Stimulus aid is dead, but unemployed workers demand Congress revive compensation

Pandemic unemployment compensation rally
Photo credit Paul Kurtz/KYW Newsradio
PHILADELPHIA (KYW Newsradio) — A lone bagpiper and pallbearers led dozens of sign-carrying protesters with an empty coffin in a mock funeral procession outside City Hall Thursday.
A sign on the casket read, “Here lies pandemic unemployment compensation, we hardly knew thee,” referring to the $600 weekly federal stimulus check that recently expired.  

Unemployed people tote a coffin in mock funeral for the death of federal unemployment compensation. ⁦@KYWNewsradiopic.twitter.com/Dk0u0L32Yb

— Paul Kurtz (@kurtzpaul) August 20, 2020

The coalition of unemployed workers and their supporters are demanding Congress to renew the stimulus program. 

Rebecca Ansell, an unemployed violinist, said the earliest professional musicians will be able to return to work is the middle of next year.
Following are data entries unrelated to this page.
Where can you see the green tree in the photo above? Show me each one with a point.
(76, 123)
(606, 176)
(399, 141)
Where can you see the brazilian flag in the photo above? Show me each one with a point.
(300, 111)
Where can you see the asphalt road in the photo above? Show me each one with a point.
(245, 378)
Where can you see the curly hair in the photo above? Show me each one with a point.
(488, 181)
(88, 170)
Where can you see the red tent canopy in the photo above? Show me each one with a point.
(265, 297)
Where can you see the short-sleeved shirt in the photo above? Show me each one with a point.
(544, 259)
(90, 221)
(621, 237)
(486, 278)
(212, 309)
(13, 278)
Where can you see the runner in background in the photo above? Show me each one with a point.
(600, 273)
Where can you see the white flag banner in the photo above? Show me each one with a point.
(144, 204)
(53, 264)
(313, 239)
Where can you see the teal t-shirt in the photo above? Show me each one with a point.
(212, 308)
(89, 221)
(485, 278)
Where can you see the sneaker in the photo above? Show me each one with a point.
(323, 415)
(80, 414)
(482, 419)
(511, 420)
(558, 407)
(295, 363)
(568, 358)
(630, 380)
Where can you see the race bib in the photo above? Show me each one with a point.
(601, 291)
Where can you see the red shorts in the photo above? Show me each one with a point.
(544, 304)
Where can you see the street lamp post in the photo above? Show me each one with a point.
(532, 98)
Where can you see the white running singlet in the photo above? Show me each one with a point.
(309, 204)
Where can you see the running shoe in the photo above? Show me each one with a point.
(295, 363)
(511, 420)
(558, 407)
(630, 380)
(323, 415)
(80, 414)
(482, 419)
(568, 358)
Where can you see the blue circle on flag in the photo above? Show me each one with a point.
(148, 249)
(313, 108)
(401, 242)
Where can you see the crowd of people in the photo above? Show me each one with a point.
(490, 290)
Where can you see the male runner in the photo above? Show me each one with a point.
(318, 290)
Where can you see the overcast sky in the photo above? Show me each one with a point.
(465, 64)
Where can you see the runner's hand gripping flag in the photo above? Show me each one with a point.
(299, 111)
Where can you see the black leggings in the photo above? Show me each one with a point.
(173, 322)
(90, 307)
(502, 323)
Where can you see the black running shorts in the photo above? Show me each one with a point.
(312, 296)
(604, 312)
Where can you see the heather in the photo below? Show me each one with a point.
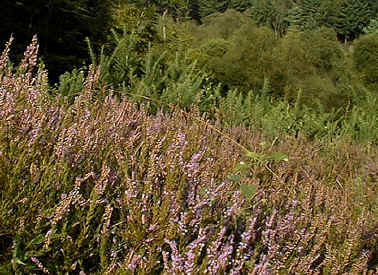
(103, 183)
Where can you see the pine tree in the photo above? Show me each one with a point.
(239, 5)
(352, 17)
(308, 15)
(194, 11)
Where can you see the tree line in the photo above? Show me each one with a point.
(63, 25)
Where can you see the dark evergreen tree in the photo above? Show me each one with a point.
(272, 13)
(208, 7)
(194, 11)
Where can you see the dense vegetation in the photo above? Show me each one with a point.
(189, 137)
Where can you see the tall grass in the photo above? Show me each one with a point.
(100, 186)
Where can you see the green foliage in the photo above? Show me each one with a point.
(365, 58)
(351, 18)
(308, 15)
(99, 185)
(61, 27)
(372, 27)
(70, 85)
(272, 13)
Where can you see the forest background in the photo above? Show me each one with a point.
(189, 136)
“The $600 a week is essential to keep us afloat, and it’s not too much to ask,” she said. “For $600 a week, it’s $15 an hour in a 40-hour-a-week job.”

Already frustrated and frightened about the future, this collection of down-on-their-luck Philadelphians now feel that they’ve been abandoned by President Donald Trump and a Congress that adjourned without reaching a deal on a new stimulus package. The only local politician who stood with them on Thursday was state Sen. Art Haywood.

“The only way we will be heard is by being out here, because have we tried to be heard? And what’s been the response? Silence,” he said. “We’ve got to be out here week after week after week.”

Philadelphia Unemployment Project Executive Director John Dodds pointed out that the stimulus money was also meant to stimulate the economy overall. 

“All of you got that $600 were able to consume and spend. Once that money stops, it’s gonna stop,” he said. “Pulling that money out is gonna be a big problem for everybody, not just for the unemployed but the entire United States.”